Exploiter l’anxiété du sud
Les instigateurs de cette agitation ont su tirer parti des peurs profondément ancrées dans le sud syrien, surtout après la chute de l’ancien régime et l’émergence d’un nouveau pouvoir toujours entaché de radicalisme religieux. Ces tensions sont accentuées par la position ambiguë de certains groupes extrémistes vis-à-vis de la foi druze – bien que les Druzes eux-mêmes, tout comme Al-Azhar, considèrent leur communauté comme une secte musulmane.
Israël, de son côté, n’agit pas de manière improvisée. Dès les années 1980, l’État hébreu avait entamé une stratégie d’intégration du plateau du Golan à travers l’infrastructure, l’éducation, les médias et une normalisation progressive avec les habitants. Mais cette tentative s’était alors heurtée à un rejet populaire. Aujourd’hui, l’effondrement du lien affectif et psychologique avec la « Syrie-mère » pourrait offrir à Israël l’opportunité de remodeler la réalité druze et de faire avancer ses intérêts stratégiques à travers Soueïda.
Objectifs sécuritaires
L’un des objectifs prioritaires d’Israël est de réduire l’influence iranienne et celle des factions jihadistes. Soueïda se trouve à la croisée des chemins entre les milices locales et les groupes armés soutenus par l’Iran ou d’autres puissances régionales. Cela en fait un terrain d’essai pour la politique israélienne des « lignes rouges ».

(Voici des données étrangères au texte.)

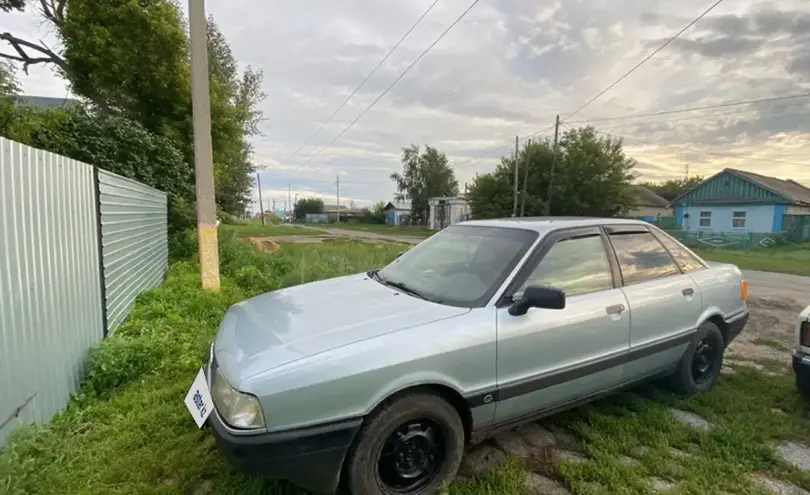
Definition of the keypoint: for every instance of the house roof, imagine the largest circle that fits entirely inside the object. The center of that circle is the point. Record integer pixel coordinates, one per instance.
(786, 188)
(645, 197)
(399, 205)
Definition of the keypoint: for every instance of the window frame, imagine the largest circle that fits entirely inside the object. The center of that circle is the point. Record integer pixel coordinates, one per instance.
(639, 229)
(701, 218)
(545, 245)
(744, 218)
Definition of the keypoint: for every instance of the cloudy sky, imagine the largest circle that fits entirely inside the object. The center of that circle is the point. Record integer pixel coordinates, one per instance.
(507, 69)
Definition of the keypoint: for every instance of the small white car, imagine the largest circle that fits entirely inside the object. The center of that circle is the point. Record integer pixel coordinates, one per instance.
(801, 353)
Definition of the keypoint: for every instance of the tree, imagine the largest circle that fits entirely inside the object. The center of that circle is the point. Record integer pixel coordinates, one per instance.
(424, 176)
(672, 188)
(307, 205)
(131, 59)
(592, 177)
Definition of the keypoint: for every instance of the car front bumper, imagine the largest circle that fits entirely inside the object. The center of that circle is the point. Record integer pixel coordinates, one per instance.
(309, 457)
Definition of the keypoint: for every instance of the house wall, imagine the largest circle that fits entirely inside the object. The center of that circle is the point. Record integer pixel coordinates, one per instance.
(459, 211)
(758, 218)
(798, 210)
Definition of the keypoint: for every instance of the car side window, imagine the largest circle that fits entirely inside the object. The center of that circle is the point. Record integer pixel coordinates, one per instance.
(684, 258)
(577, 266)
(641, 257)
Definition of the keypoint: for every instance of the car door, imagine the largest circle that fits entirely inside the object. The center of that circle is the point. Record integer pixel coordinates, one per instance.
(548, 357)
(665, 303)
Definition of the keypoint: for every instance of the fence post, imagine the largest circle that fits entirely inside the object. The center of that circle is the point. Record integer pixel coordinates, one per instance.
(102, 280)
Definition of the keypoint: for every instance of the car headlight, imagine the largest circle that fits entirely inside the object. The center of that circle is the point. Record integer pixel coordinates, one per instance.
(236, 408)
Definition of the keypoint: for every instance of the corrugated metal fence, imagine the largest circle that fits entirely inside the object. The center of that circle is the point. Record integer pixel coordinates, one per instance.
(52, 305)
(134, 241)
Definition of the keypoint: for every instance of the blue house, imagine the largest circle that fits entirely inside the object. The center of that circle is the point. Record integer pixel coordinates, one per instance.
(738, 201)
(397, 213)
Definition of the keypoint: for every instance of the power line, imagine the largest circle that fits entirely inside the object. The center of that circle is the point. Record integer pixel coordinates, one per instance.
(407, 69)
(715, 153)
(692, 109)
(703, 117)
(648, 57)
(393, 48)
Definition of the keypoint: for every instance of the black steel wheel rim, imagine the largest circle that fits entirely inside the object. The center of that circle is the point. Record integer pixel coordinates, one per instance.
(411, 458)
(704, 361)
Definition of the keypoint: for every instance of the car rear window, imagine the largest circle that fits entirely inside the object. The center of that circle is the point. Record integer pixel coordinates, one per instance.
(641, 257)
(684, 258)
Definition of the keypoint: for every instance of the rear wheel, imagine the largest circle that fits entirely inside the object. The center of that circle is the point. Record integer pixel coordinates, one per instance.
(700, 366)
(411, 445)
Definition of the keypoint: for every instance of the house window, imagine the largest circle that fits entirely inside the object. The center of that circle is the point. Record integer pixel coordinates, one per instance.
(705, 219)
(738, 220)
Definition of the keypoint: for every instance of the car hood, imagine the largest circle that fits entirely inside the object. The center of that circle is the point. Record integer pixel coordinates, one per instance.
(280, 327)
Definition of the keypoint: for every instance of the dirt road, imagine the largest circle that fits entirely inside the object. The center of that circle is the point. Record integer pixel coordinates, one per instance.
(362, 234)
(778, 286)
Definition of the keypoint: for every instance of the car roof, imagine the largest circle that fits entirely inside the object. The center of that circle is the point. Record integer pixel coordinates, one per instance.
(544, 224)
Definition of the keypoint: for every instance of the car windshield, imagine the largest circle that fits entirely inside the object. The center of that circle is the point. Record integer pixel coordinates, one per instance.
(459, 266)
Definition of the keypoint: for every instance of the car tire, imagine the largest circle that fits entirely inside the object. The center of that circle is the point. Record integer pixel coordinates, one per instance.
(412, 444)
(700, 365)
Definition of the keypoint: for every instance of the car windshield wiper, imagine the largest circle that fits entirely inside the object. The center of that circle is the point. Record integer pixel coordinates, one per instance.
(402, 287)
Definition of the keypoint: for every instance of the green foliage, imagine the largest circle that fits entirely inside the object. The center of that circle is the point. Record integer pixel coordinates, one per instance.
(592, 177)
(121, 146)
(672, 188)
(424, 176)
(307, 205)
(133, 56)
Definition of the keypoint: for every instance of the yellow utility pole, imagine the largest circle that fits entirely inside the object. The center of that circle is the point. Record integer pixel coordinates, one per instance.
(203, 153)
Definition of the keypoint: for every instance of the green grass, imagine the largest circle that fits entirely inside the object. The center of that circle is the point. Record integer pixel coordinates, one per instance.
(387, 229)
(255, 229)
(795, 261)
(781, 346)
(127, 430)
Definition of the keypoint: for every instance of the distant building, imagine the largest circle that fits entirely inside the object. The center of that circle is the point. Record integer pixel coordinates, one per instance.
(738, 201)
(44, 102)
(649, 206)
(397, 213)
(447, 211)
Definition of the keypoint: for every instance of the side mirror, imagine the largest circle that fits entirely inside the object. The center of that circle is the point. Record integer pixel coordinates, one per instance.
(538, 296)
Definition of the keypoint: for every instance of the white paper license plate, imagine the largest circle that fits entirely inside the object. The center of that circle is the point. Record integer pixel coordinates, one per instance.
(198, 399)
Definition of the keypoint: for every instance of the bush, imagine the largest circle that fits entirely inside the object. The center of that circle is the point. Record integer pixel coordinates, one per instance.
(118, 361)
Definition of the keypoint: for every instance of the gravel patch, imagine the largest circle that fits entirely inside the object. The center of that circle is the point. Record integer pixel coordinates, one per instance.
(795, 454)
(777, 486)
(540, 485)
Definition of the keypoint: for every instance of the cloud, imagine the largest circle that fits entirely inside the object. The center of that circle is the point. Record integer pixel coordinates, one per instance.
(507, 69)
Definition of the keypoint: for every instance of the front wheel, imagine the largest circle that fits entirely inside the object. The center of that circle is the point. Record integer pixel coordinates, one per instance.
(700, 366)
(411, 445)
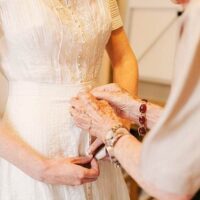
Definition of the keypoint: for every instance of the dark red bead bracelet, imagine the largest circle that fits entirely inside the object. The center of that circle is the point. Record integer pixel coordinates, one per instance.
(142, 130)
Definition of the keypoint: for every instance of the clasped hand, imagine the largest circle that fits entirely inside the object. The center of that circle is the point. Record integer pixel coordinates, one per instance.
(100, 110)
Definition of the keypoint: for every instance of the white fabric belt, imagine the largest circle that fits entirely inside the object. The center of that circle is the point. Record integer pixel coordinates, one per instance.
(23, 88)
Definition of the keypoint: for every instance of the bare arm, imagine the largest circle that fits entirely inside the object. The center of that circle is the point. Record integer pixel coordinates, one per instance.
(62, 171)
(127, 105)
(98, 118)
(125, 69)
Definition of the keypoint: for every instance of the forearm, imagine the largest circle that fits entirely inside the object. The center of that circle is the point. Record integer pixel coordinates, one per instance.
(16, 151)
(125, 73)
(128, 152)
(153, 113)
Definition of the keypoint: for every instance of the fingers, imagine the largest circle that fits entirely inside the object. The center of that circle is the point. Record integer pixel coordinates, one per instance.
(94, 146)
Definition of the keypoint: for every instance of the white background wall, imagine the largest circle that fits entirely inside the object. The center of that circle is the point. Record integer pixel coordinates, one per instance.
(153, 28)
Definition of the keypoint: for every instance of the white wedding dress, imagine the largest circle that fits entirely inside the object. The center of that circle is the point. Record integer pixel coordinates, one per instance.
(50, 50)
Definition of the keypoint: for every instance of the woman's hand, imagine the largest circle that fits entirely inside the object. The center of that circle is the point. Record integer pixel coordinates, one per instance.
(119, 98)
(96, 117)
(70, 171)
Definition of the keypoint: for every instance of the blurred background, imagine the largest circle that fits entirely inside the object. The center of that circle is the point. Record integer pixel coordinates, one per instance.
(152, 27)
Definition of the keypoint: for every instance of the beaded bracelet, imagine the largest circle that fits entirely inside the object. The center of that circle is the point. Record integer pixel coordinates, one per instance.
(142, 130)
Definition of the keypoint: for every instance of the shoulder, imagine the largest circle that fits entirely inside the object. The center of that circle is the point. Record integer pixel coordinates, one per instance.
(115, 14)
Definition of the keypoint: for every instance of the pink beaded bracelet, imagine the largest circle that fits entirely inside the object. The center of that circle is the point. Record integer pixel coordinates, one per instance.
(142, 130)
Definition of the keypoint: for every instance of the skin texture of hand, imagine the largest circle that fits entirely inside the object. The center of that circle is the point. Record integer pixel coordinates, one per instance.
(119, 98)
(93, 116)
(70, 171)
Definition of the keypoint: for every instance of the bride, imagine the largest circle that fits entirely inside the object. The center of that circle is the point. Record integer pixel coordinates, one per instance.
(49, 51)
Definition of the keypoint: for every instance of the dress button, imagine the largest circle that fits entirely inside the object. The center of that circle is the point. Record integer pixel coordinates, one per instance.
(142, 120)
(143, 108)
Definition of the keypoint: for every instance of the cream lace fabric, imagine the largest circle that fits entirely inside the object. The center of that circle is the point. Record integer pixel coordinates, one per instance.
(49, 51)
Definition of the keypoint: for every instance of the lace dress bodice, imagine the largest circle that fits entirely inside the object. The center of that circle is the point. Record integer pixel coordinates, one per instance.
(55, 41)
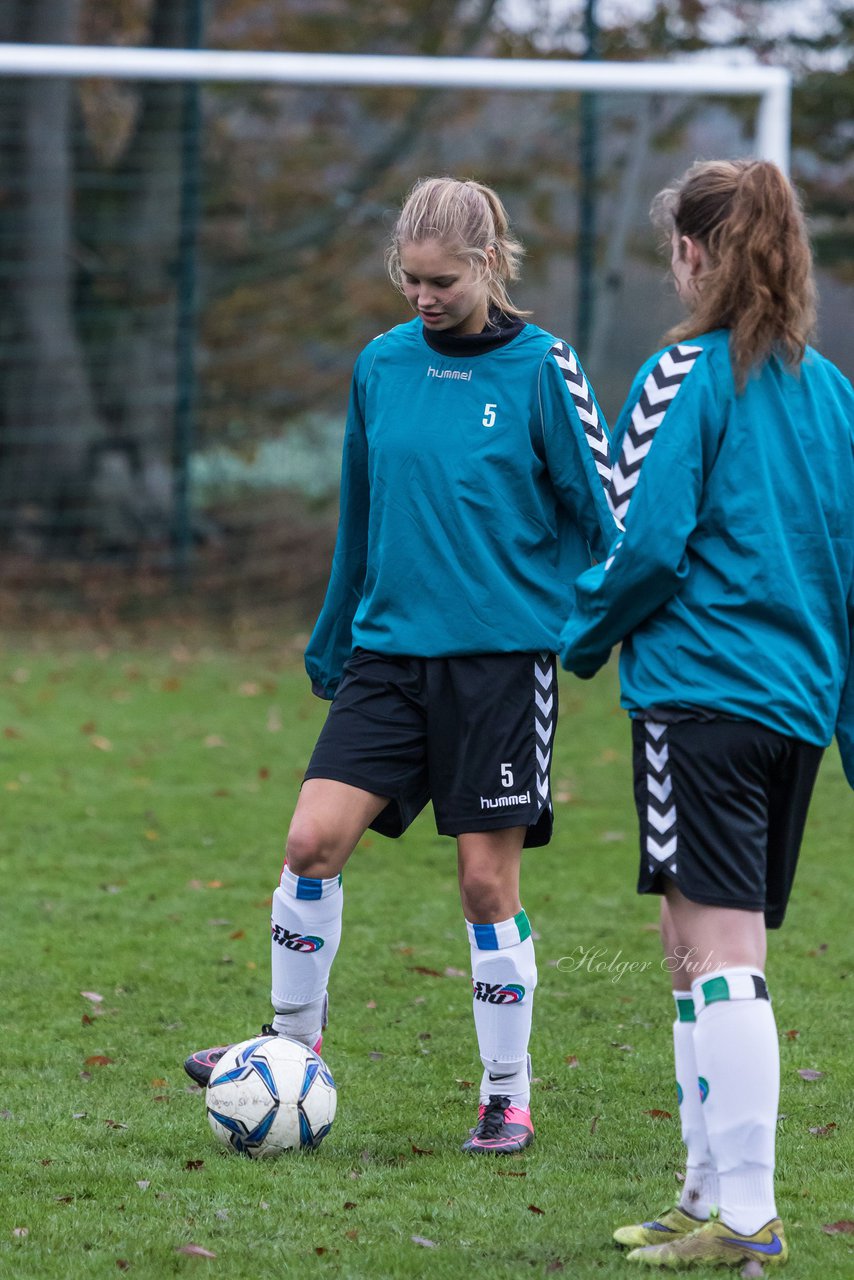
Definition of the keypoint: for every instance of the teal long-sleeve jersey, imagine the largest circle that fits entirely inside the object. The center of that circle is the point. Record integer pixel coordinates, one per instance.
(733, 585)
(473, 493)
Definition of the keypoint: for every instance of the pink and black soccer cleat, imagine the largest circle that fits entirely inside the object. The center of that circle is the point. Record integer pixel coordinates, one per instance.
(501, 1129)
(200, 1065)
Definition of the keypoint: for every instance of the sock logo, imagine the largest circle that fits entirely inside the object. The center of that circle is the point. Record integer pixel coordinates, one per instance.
(498, 993)
(296, 941)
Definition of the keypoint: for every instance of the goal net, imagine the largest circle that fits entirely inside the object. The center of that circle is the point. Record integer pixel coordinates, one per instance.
(192, 256)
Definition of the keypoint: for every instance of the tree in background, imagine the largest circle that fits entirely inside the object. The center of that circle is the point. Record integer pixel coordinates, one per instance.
(297, 190)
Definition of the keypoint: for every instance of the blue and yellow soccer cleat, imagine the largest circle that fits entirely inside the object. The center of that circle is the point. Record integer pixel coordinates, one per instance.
(715, 1244)
(667, 1226)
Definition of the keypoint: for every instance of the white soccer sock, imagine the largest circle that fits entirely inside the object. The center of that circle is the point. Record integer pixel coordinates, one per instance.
(306, 932)
(503, 974)
(699, 1191)
(735, 1042)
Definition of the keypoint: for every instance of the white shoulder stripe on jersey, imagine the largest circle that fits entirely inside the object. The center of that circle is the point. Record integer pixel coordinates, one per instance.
(585, 407)
(656, 397)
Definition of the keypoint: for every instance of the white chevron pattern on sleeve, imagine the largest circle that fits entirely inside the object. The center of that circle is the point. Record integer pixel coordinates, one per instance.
(656, 397)
(585, 407)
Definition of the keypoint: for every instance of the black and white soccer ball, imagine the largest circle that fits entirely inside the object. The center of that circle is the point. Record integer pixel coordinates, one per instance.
(270, 1095)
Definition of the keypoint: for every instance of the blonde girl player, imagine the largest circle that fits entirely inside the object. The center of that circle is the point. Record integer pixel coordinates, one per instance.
(733, 590)
(474, 490)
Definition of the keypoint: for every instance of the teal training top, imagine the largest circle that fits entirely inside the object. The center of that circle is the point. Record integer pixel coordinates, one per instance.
(733, 585)
(474, 490)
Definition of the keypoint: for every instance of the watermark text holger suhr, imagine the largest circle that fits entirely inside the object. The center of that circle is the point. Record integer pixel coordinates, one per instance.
(597, 960)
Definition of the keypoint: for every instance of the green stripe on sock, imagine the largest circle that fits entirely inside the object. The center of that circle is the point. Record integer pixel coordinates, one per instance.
(716, 988)
(685, 1009)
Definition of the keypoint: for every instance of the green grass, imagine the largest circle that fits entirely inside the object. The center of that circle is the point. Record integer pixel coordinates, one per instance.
(145, 798)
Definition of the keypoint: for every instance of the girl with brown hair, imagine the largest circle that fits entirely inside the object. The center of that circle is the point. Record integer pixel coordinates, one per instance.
(731, 589)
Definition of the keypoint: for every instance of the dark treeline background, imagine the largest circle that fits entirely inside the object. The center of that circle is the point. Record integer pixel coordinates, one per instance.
(190, 270)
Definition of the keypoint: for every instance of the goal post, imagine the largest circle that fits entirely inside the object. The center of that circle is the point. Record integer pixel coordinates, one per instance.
(770, 85)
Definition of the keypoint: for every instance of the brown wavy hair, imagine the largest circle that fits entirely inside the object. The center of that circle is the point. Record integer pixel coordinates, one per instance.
(469, 218)
(759, 283)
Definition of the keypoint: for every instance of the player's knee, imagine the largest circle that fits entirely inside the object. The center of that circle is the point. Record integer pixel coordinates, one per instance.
(485, 897)
(309, 849)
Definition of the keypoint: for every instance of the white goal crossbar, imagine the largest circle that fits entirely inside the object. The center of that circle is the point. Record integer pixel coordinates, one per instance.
(771, 85)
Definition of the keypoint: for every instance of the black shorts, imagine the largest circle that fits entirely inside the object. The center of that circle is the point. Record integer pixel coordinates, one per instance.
(474, 734)
(722, 807)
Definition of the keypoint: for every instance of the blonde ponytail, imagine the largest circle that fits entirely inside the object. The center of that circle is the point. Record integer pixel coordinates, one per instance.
(470, 219)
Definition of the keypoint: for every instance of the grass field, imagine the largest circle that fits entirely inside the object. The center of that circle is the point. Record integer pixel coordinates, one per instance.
(145, 798)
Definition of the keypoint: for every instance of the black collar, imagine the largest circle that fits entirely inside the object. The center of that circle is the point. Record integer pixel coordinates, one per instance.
(498, 330)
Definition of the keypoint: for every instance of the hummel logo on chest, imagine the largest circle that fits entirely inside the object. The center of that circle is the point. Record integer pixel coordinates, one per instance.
(457, 375)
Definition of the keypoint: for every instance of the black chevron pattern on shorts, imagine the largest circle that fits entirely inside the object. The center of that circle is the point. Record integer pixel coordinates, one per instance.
(544, 718)
(587, 410)
(656, 397)
(661, 804)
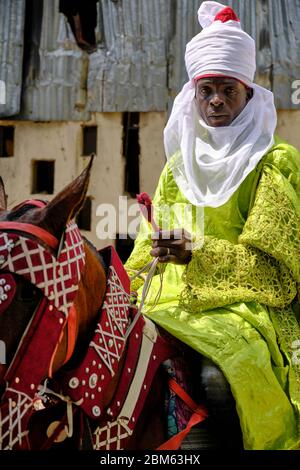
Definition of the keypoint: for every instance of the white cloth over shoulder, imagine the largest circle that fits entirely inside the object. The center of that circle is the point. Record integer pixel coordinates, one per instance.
(210, 163)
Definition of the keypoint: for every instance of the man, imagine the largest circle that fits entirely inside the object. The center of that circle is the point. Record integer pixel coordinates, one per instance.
(233, 297)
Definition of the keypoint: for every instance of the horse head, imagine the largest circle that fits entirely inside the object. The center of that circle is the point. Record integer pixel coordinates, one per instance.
(64, 318)
(44, 225)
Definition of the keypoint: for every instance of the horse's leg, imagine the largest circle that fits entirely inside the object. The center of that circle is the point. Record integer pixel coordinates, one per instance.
(221, 406)
(151, 428)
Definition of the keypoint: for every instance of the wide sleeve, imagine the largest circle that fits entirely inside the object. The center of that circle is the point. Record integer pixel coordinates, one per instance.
(264, 265)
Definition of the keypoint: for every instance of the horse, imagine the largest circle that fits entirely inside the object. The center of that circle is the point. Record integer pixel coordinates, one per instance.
(55, 391)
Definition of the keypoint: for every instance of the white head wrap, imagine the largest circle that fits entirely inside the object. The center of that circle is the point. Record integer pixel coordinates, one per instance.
(210, 163)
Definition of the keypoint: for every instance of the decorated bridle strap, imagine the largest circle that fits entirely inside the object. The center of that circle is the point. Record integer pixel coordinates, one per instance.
(38, 232)
(71, 332)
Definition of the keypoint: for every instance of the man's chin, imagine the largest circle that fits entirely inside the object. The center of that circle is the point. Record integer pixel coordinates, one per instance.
(218, 121)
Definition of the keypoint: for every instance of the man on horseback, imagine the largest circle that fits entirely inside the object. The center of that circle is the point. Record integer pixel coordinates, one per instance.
(233, 293)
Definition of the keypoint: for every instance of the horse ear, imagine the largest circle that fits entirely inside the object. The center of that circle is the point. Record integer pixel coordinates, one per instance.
(67, 203)
(3, 203)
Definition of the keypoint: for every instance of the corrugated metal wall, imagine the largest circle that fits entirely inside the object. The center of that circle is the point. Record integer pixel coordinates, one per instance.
(12, 16)
(139, 61)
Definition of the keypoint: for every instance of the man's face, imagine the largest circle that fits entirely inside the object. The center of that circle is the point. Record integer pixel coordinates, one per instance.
(220, 100)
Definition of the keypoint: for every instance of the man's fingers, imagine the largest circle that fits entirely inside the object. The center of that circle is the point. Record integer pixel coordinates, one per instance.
(176, 234)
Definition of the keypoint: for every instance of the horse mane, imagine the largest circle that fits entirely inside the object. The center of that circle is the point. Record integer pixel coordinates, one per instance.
(15, 214)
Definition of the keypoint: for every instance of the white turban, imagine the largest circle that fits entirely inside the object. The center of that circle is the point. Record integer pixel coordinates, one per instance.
(209, 163)
(221, 47)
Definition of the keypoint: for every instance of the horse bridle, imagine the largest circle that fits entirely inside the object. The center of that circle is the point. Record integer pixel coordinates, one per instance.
(58, 278)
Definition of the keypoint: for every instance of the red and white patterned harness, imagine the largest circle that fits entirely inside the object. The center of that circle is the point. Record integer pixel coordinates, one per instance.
(58, 278)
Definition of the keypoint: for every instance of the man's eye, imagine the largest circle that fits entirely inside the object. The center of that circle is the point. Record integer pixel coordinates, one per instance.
(204, 91)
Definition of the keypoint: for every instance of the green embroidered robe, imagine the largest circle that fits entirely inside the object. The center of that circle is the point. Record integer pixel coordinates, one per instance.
(237, 301)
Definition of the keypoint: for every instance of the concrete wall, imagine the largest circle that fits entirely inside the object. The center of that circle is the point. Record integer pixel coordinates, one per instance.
(62, 142)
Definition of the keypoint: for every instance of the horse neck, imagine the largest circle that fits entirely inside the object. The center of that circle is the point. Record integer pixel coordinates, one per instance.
(87, 303)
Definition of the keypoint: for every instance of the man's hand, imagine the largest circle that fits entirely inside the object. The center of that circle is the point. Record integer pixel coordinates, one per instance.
(172, 246)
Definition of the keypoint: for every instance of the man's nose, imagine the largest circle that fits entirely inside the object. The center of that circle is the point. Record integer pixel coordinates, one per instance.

Par des frappes ciblées et une influence diplomatique bien placée, Israël œuvre à démilitariser le sud de la Syrie, rejetant catégoriquement la présence de forces régulières, de milices iraniennes ou de groupes comme Hayat Tahrir al-Cham au sud de Damas. L’État hébreu envisage une zone tampon « stérilisée », sans armes ni menaces, mais sans présence militaire israélienne permanente. À cette fin, Israël exerce des pressions sur les autorités syriennes de transition et les puissances internationales pour empêcher le retour de l’armée syrienne dans la région, y compris lors des dernières trêves.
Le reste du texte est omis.